You’ve probably been wondering where I’ve been. Or, not.
My latest gedanken experiment is a small, lightweight effect chain to add chorus and reverb after the 1010Music Tangerine. Tangerine is a great little sampler, but its effects processing is very basic. An external effects chain would make up for its shortcomings.
I’m a fan of Yamaha’s approach to the stage/combo keyboards. The Stage CP, Stage YC and CK have control-studded front panels. The effect chain is laid out in plain sight and knobs/switches control the most essential parameters. Internally, a host processor reads out the knobs/switches and pokes the tone generator hardwaare pipeline.
I’d like to have a similar interface using discrete effects (AKA “guitar pedals”) instead. Guitar pedals are built to a rugged standard adding size and weight, however. Most guitar multi-FX require a lot of menu-diving and I’d like to avoid that and discrete effect units put knobs/switches on top.
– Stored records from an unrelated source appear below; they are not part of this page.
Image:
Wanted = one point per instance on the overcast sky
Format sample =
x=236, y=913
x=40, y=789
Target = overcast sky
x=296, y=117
I looked into modular effects first. Unfortunately, the form factor (Eurorack) isn’t what I had in mind. Plus, modular requires a +12V/-12V power supply; good old +9V center negative (“pedal standard”) is cheap and readily available.
Instead of making a floor-standing pedal board, I want a box that resides comfortably on top of a controller keyboard. Rugged build is not required and therein lies an opportunity to reduce weight.
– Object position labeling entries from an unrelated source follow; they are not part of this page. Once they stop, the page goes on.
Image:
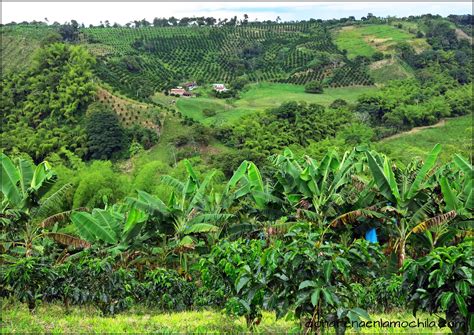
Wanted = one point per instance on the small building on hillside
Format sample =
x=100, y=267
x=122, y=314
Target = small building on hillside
x=219, y=87
x=180, y=91
x=190, y=86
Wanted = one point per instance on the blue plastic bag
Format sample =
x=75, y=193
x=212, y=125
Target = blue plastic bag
x=371, y=235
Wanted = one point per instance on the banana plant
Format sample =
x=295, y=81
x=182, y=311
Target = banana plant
x=117, y=226
x=409, y=195
x=194, y=206
x=26, y=211
x=317, y=190
x=455, y=181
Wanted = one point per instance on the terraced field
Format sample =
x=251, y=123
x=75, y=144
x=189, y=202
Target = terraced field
x=367, y=39
x=289, y=53
x=259, y=97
There are so many guitar pedals on the market that it doesn’t make sense to design and build the electronics from scratch. So, why not buy a few pedals and tear them down?
Now, nobody in their right mind will buy a bunch of expensive $400 pedals for scientific experiment. I did a quick survey of the bottom-feeder pedals — Mooer, Donner and Behringer. I put a Donner mini MOD pedal on order. Meanwhile, I got the itch to tear something apart.
Behringer tear down
The one thing I will say for Behringer, you can’t beat the price! They offer a wide range of discrete effect pedals for $25-$40 USD retail. Three or four pedals will run about $100 and that ain’t bad.
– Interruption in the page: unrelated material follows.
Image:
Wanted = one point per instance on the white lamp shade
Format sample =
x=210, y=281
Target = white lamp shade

While waiting for the Donner to come in, I tore down a Behringer UV300 Ultra Vibrato. I used this pedal in a different project and it was time that it gave its life for science.
The UV300 comes apart without too much difficulty. If you have a Behringer pedal, you already know that the 9V battery compartment is hidden under the foot treadle. You’ve probably sworn a blue streak while trying to get the treadle back on after replacing the battery. π The 9V battery clip passes up through a hole in the main chassis top-plate. When you go to remove the plastic top, don’t forget to remove the knobs; the knobs press onto flatted potentiometer shafts.
Behringer pedals have some heft when you pick one up. Kind of surprising, because the chassis (case) is molded plastic. A heavy bottom-plate provides the heft. Once the metal bottom-plate is removed, the rest of the pedal assembly nearly floats away! Four screws attached the metal bottom-plate to the plastic chassis bottom-plate. The plastic bottom plate holds the printed circuit board (PCB) in place.
The foot treadle has a protruding stem on its bottom side. The stem pokes through a hole in the case top-plate and pokes a tactile switch on the PCB. Thus, Behringer gets away without a mechanical panel switch.
There you are. One could reduce a Behringer pedal of this type to its PCB and plastic bottom-plate without much difficulty thereby shedding a lot of weight. Not as compact as a custom PCB, but a few such assemblies could be housed in a small project box and are easily daisy-chained into a multi-effect with independent stages and controls.
Plus, it’s only $25 a stage!
BTW, IC1 is a CD3207GP (1024 stage BBD) and IC2 is a Coolaudio V3102D (Two-phase CMOS BBD clock generator).